Super Audio CD (SACD) and DVD Audio (DVD-A) both contained uncompressed, high-definition audio recordings. Although neither had anything like the advertising budget of the new video standards, they both offered similar improvements in quality.
The winner of this format war? The MP3 file.
It wasn’t until very recently that the music industry started selling downloads. Before then, the only way to (legally) get them was to buy a CD and rip it.
Fortunately, this was very easy to do. Applications such as iTunes make this a zero-click operation: put the CD in and it’s ripped and ejected. Even after a lot of people started using computers and portable digital music players, CDs remained popular because they were easy to rip.

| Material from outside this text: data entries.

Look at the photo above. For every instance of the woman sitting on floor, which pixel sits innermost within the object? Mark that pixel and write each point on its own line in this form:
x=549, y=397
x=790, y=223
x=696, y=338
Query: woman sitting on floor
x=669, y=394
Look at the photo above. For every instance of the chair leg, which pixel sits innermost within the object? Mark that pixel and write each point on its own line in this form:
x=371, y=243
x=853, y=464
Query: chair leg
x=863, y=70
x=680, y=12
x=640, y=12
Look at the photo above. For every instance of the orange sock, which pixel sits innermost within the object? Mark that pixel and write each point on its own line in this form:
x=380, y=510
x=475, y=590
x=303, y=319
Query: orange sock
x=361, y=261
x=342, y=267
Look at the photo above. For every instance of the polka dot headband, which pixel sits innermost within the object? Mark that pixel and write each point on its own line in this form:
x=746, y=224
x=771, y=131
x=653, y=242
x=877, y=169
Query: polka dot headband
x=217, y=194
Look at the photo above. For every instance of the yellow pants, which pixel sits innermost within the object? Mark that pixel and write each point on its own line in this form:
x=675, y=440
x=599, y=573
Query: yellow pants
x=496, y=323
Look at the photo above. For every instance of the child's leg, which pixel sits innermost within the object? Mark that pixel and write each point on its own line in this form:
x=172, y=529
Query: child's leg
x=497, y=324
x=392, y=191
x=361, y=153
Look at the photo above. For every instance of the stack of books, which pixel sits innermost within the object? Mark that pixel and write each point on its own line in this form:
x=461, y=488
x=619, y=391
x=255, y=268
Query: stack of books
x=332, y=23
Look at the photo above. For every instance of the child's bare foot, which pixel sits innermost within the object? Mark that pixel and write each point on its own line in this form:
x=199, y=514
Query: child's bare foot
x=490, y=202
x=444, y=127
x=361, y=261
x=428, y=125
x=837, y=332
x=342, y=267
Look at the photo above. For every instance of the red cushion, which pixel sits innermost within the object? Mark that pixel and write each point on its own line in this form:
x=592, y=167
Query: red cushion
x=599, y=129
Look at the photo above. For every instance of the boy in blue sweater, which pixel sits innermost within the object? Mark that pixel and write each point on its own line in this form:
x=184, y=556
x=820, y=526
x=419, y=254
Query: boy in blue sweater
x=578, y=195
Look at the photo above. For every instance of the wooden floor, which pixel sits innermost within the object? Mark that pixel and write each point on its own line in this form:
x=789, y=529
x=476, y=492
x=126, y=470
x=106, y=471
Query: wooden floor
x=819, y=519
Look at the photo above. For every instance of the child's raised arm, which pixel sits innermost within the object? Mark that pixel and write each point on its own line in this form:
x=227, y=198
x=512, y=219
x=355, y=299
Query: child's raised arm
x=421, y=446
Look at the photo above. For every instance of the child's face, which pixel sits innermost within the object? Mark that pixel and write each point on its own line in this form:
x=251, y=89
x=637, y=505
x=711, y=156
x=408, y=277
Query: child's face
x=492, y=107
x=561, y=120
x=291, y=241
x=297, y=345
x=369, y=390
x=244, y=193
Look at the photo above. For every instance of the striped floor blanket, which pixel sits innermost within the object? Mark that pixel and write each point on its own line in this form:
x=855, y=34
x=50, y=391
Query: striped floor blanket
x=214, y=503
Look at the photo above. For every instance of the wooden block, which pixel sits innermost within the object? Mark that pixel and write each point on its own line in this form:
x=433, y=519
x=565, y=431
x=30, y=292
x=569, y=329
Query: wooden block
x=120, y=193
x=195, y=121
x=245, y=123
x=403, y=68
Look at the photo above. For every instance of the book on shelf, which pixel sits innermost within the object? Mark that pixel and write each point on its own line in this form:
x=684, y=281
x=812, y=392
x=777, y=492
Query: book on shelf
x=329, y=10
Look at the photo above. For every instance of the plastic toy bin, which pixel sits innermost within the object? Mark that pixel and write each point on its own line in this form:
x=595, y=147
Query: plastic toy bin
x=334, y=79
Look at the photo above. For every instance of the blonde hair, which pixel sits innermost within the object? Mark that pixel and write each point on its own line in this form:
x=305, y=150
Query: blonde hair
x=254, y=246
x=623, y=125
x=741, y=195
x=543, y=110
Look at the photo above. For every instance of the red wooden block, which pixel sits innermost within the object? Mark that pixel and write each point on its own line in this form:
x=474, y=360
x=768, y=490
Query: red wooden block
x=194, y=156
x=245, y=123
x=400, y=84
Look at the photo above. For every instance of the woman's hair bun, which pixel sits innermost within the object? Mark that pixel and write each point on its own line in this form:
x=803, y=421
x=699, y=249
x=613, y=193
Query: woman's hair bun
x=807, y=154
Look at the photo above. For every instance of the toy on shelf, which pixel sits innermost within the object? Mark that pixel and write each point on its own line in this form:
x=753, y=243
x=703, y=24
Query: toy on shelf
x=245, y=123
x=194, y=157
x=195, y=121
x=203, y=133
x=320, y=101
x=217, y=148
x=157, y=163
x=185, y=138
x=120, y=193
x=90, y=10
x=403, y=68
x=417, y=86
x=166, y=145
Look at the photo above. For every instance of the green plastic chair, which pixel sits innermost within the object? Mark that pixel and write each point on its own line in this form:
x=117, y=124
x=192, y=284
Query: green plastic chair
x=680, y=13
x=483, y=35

In principle, starting with a higher-quality source would have made the final rip better. Possibly this is not apparent if you’re encoding to MP3, but higher bit-rate AAC or some form of lossless CODEC would have made a difference.
So why don’t people rip SACDs instead of CDs? Because SACD data is encrypted and can’t be ripped without complicated hardware.
DVD-A also includes copy protection. This was cracked in 2005, making it possible to rip these discs, but distributing this crack is illegal in the USA, so commercial music jukebox software is likely to remain unable to rip the discs.
Ripping an album of music to a lossy format typically requires somewhere between 50–100MB of disk space. Doing the same with a movie requires up to 1GB of space.
With desktop hard drives now measured in the hundreds of gigabytes, this is starting to look feasible. Even the new iPods with 160GB disks represent a fairly respectable film collection.
Ripping DVDs is still not supported in mainstream applications, but since the DRM was cracked a long time ago, there are tools that make it easy. This is not the case with the newer formats; ripping them is not possible yet.
A bigger issue than the DRM currently is the fact that drives for computers are not yet common. This means that you can’t watch an HD movie on a laptop while traveling, for example, which was one of the big advantages that DVD offered over VHS. This limitation does not apply to downloaded HD content, of course.